Y	Hacker News new \| ask \| show \| jobs

by simonw 750 days ago

A subset of this idea is a hill I am willing to die on: the documentation for a codebase should live in the same repository as the codebase itself.

I'm talking about API documentation here - for both code-level APIs (how to use these functions and classes) as well as HTTP/JSON/GRPC/etc APIs that the codebase exposes to others.

If you keep the documentation in the same repo as the code you get so many benefits for free:

1. Automatic revision control. If you need to see documentation for a previous version it's right there in the repo history, visible under the release tag.

2. Documentation as part of code review: if a PR updates code but forgets to update the accompanying documentation you can catch that at review time.

3. You can run documentation unit tests - automated tests that check that the documentation at least mentions specific pieces of the code (discovered via introspection). I wrote about that a few years ago and it's been working great for me: https://simonwillison.net/2018/Jul/28/documentation-unit-tes...

4. Most important: your documentation can earn trust.
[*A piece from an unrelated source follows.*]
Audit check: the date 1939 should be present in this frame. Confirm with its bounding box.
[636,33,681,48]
Most documentation is out of date and everyone knows that, which means people default to not trusting documentation. If anyone who looks at the commit log can see that the documentation is being actively maintained alongside the code it documents they are far more likely to learn to trust it.
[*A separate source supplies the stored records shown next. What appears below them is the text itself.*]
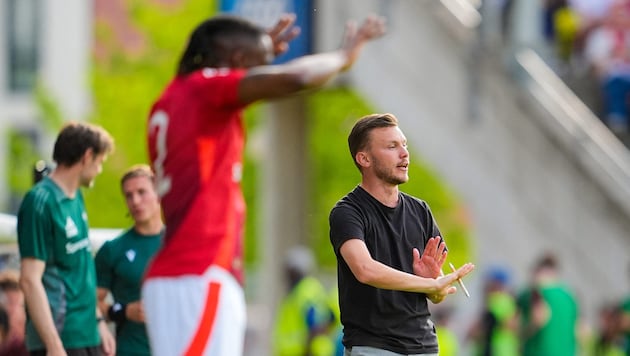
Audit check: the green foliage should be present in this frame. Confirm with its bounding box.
[7,129,40,202]
[309,88,470,267]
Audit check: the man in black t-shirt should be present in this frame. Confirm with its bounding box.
[330,114,474,356]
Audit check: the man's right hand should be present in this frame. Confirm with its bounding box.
[341,15,385,70]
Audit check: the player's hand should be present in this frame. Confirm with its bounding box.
[436,262,475,300]
[125,301,144,323]
[413,236,448,278]
[341,15,385,69]
[267,14,300,56]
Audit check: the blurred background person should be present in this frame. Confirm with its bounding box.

The exception to this rule for me is user-facing documentation describing how end users should use the features provided by the software. I'd ideally love to keep this in the repo too, but there are rational reasons not to - it might be maintained by the customer support team who may want to work in more of a CMS environment, for example.

9 comments

xorcist 750 days ago

Love your blog, but in this case I want to take a more nuanced, if not opposite, stance:

There are many things closely related to code, that shouldn't necessarily live in the same repository. First, we need a common understanding of what should live together in a repository. This is much like the discussion about mono vs. multi-repo. A good rule of thumb is that if it is branched together, it lives together.
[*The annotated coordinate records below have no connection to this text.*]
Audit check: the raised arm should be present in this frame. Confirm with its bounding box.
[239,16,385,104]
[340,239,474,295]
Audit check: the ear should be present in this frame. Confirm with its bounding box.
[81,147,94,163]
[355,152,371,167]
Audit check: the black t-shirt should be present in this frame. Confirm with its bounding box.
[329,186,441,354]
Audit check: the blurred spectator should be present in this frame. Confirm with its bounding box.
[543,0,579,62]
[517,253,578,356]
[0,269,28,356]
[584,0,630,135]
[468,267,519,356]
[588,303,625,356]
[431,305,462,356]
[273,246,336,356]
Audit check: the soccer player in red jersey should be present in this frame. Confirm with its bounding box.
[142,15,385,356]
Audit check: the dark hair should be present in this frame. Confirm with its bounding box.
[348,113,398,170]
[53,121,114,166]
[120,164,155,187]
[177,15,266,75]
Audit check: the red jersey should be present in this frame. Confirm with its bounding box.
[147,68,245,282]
Effective documentation is not only a strict API reference, and not something that can be generated from docstrings alone. It offers a high level overview to understand the problem being solved, the architecture of the software, and a general roadmap of how it is developed. Effective documentation should cover both backwards and forwards revisions and how those migrations should be handled.

But this is also true on a reference level. Reading the documentation of a specific function I want to know if something relevant happens to this function in the next revision. There is nothing worse than checking out documentation for current production revision 34.5 and follow best practice there only to discover I should have checked out revision 34.6 instead because best practice changes there. Specific revisions should be documented, but documentation should not be limited to a specific revision.

There is a scale of how closely other artifacts follow code revisions: Tests is mostly branched with code, and should probably live together. Documentation can sometimes be branched with code, some should and some shouldn't live together with code. Deployment code and configuration management must be able to deploy old and new code from the same code base, and is even less likely to benefit from living with it. Then there's application state and test data which is something else entirely.